中流(以上)のサラリーマンに向けた講演を、まとめた内容みたいです。
ふんふんと心あたりのあるの現象が、ぽんぽん出てきます。出所は著者の実感と、売れている山田昌弘氏や諏訪哲二氏の新書あたり。これじゃ、読みやすいけど、聞いたことのある話のオンパレードになりがちですね。
著者は、学びをビジネスワードでくくろうとするのが、間違いだといいます。その通りですね。「時間を経過しての変化」ではなく、「時間を無視した対価」を求めるのが間違いだというわけ。それもそのとおり。
ごもっともですが、現実につまらない授業を、どうして惹きつけさせようっていうんでしょうか?著者はじめとする、教育者たちの責任については、いささか認識が甘いのですはないですか?

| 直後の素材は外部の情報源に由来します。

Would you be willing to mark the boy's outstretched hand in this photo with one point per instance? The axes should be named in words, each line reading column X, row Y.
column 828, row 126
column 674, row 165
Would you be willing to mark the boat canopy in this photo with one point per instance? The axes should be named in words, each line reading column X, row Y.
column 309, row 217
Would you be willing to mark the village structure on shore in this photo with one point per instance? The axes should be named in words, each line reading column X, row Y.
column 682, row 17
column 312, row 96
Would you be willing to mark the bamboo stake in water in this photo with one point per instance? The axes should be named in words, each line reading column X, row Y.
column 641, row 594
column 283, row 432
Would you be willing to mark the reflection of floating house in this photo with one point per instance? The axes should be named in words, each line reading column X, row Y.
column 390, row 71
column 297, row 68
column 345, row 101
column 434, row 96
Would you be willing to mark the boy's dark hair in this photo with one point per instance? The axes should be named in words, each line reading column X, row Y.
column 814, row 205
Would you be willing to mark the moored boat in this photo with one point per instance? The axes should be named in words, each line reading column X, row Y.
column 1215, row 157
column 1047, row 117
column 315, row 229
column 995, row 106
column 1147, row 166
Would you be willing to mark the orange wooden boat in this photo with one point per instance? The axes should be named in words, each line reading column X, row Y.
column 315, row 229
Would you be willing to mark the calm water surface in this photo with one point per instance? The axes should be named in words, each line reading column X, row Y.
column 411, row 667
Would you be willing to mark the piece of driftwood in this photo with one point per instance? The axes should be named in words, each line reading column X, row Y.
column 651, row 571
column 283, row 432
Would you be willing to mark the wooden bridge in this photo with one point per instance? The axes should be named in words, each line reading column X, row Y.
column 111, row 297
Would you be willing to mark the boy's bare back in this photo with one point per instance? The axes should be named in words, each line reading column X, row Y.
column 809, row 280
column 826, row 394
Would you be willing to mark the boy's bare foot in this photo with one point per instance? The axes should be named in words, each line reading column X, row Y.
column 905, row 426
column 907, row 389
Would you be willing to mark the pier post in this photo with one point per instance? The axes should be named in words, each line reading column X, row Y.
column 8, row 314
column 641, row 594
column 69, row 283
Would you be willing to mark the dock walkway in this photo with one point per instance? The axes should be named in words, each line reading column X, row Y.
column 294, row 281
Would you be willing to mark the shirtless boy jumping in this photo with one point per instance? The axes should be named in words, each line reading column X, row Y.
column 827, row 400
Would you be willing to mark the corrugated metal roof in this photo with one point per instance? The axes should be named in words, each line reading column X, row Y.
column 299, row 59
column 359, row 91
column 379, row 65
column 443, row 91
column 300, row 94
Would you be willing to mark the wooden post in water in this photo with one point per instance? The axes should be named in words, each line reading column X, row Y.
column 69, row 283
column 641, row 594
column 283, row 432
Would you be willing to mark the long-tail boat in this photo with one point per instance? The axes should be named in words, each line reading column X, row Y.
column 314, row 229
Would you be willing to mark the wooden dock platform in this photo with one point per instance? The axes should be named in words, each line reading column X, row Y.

四の五の言わずに先生を尊敬して、なんだかわからないけど、今はつまらないだろうけど、学んどけ!っていうのは、やっぱり説得力ないですよ。先生。
昔はよかったね。って話も困るんです。
日本人が劣化したという論議はよく語られますが、こと、高等教育に関しては、昔はいけなかった層も進学しているということが、大きいのではないでしょうか?
わたしなんか、4大でていますけど、明治時代なら、間違いなく女中か女工の部類ですもん(笑)
そんなわたしでも、高校生時代から、体制にからみとられるような生き方は、ごめんだって気持ちは、持っていました。若い頃、自分探しの旅にもでたクチ。高等遊民に憧れられるのも、身を過ぎた贅沢ってことが今ならわかります。
それはそれとして、人間均質でもなければ、ある程度の階層もやむなしと私は思います。だから、弱い(と思われる)層を救済しつつ、そこに陥るのを防ぐ対策を講じていくといこうという、著者の締めには賛成。しかし、どうやって?というのはこれからですね、結局。この本で、私には道は見えませんでした(涙)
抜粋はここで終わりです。